Medet Sadyrkulov, a former presidential chief of staff, is believed to have died at dawn on March 13 in a head-on collision with another car outside the capital, Bishkek, police said.

Opposition leader Omurbek Tekebayev said Sadyrkulov, 55, developed close ties with the opposition lately and planned to join them soon to counter President Kurmanbek Bakiev's rule.

"It was a political murder," said Tekebayev, leader of the Ata Meken opposition party. "He planned to join the opposition along openly with a group of government officials...He was capable of raising funds to organize mass protests."

The government said the opposition was trying to use his death for their own political reasons.

"We have yet to receive the results of forensic tests. It is premature to call it a political murder," said Almaz Turdumamatov, a Bakiev spokesman. "The opposition wants to use this case for its own political purposes."
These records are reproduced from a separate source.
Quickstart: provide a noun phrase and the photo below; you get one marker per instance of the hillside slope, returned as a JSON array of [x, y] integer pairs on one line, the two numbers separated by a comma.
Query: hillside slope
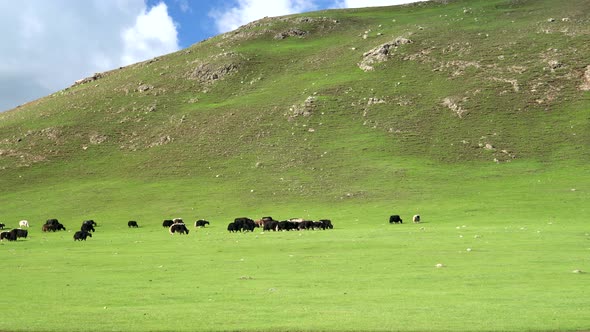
[[370, 105]]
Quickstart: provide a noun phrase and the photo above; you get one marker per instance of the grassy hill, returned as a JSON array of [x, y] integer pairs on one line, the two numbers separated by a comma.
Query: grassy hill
[[475, 114]]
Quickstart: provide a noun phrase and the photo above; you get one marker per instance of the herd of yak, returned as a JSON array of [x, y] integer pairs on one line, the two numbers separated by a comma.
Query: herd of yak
[[177, 225]]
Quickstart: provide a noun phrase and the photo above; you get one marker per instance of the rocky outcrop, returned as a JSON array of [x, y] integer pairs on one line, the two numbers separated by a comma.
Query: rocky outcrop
[[208, 73], [290, 33], [381, 53], [585, 86]]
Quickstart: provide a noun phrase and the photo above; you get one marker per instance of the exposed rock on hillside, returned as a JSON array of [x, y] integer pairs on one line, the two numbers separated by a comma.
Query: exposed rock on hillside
[[290, 33], [97, 139], [586, 80], [206, 73], [381, 53], [304, 109], [92, 78], [451, 103]]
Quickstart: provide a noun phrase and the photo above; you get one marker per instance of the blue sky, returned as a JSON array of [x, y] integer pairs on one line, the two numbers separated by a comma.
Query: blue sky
[[48, 45]]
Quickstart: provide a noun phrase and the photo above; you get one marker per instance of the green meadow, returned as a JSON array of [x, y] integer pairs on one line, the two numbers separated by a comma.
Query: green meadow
[[480, 124], [510, 248]]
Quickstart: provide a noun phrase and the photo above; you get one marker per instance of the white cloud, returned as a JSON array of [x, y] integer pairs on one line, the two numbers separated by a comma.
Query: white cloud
[[246, 11], [153, 34], [47, 45]]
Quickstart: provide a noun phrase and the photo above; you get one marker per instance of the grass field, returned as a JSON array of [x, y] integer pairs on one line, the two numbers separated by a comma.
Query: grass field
[[509, 246], [480, 125]]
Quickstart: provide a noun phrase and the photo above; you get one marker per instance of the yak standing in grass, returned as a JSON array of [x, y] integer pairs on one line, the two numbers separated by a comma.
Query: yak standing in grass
[[178, 228]]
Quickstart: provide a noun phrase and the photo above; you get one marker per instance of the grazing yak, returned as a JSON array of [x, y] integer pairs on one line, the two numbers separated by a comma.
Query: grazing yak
[[201, 223], [231, 227], [395, 219], [178, 228], [81, 235]]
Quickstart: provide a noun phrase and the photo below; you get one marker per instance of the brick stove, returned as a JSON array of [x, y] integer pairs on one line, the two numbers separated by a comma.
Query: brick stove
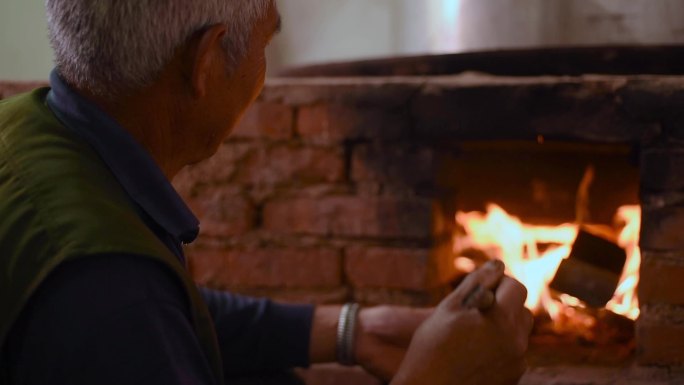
[[342, 187]]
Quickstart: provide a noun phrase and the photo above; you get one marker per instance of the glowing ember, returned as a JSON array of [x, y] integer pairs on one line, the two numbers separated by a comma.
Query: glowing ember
[[533, 254]]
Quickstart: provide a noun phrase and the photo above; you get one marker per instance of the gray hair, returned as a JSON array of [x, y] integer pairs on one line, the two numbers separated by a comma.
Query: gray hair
[[111, 46]]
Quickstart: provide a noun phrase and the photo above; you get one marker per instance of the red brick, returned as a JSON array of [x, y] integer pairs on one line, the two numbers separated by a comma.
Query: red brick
[[389, 267], [661, 281], [377, 296], [223, 213], [370, 217], [9, 89], [286, 164], [408, 165], [316, 296], [660, 343], [266, 120], [268, 268], [335, 123], [220, 168], [661, 228]]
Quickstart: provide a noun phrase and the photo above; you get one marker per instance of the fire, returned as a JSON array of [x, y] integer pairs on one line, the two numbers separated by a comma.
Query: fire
[[533, 254]]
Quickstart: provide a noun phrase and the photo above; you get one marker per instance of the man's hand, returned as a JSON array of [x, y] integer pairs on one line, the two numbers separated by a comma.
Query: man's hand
[[383, 335], [458, 345]]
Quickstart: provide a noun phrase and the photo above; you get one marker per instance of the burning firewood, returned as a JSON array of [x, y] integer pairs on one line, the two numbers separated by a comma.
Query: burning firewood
[[592, 271]]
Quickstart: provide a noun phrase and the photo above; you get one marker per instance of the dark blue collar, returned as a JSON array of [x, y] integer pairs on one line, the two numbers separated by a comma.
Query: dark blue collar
[[128, 160]]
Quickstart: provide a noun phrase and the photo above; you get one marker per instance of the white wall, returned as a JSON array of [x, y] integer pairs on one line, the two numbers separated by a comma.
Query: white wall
[[25, 52]]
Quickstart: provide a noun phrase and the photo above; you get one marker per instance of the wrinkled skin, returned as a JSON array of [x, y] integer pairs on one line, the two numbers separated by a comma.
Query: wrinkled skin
[[450, 344]]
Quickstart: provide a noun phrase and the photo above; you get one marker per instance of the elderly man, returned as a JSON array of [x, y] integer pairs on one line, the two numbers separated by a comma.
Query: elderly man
[[93, 288]]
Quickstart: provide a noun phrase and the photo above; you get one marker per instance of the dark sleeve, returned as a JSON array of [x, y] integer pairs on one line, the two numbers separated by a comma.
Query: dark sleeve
[[107, 320], [258, 335]]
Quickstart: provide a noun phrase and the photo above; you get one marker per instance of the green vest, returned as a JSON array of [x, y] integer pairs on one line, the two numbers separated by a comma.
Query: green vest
[[59, 202]]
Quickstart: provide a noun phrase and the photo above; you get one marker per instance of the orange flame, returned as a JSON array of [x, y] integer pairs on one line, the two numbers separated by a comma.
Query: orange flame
[[518, 245]]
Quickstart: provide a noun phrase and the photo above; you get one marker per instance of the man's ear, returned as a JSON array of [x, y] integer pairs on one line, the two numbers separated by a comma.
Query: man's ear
[[207, 57]]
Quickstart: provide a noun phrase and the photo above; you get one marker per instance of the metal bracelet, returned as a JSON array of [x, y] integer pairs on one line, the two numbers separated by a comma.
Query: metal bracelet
[[346, 329]]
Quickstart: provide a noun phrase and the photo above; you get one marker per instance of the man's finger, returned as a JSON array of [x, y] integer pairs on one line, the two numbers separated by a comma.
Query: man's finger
[[511, 294], [485, 278]]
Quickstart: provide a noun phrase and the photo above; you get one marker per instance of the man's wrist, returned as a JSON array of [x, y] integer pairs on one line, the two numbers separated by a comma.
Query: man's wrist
[[346, 334]]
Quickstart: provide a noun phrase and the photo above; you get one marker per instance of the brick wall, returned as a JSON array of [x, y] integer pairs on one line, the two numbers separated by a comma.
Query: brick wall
[[314, 198], [326, 191]]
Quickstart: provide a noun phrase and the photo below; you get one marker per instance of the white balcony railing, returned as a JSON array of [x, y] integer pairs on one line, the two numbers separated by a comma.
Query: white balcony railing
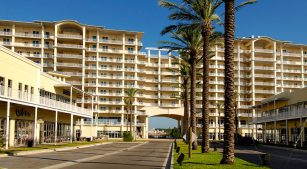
[[28, 97]]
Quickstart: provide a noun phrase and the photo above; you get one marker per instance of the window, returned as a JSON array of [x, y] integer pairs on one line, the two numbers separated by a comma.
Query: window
[[47, 44], [6, 30], [47, 34], [103, 91], [105, 38], [36, 33], [104, 67], [36, 53], [130, 50], [6, 41], [35, 43], [105, 48], [104, 58]]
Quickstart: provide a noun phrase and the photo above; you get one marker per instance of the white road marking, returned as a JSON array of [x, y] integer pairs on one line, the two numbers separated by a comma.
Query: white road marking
[[67, 164]]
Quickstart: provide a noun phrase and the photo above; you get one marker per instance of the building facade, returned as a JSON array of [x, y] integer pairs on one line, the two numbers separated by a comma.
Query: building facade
[[105, 62], [36, 107], [282, 118]]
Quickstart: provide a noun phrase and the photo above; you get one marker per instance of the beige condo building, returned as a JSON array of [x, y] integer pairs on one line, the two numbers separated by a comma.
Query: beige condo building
[[105, 62]]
Police say it may take weeks to identify the charred body but the case has already stoked tensions in the ex-Soviet state. Two other people are also feared dead in the crash.

The accident in which Sadyrkulov died
The car crash was the latest in a string of incidents in the mainly Muslim nation ahead of a presidential poll expected either this year or next. The opposition has accused Bakiev, who plans to run, of trying to remove potential rivals in the runup. The government has denied opposition allegations.

A disputed parliamentary election in 2005 triggered violent protests in Bishkek that forced long-serving leader Askar Akaev to flee the country and brought Bakiev to power.

'Gray Cardinal'

Sadyrkulov, who quit as head of Bakiyev's administration in January, has never publicly criticized Bakiev and often mediated efforts to mend bridges between him and the opposition.

Described in domestic media as the "gray cardinal" of Kyrgyz politics, he later turned down a Bakiev offer to become his foreign minister but remained active in politics.

Earlier this week, Alikbek Jekshenkulov, a former foreign minister and a Bakiyev critic, was charged with complicity to murder in a case the opposition said was politically motivated.

In another case, an opposition journalist was badly stabbed by unknown attackers outside his office this month.

Kyrgyzstan has been described as relatively liberal compared to some of its more authoritarian neighbors.

But Bakiyev has tightened his grip on power in past years, overseeing a 2007 parliamentary poll in which his party won the majority and which was criticized as rigged by the opposition.

"The reign of terror is taking over the country," said Cholpon Jakupova, a human rights defender. "All dissent is being eliminated."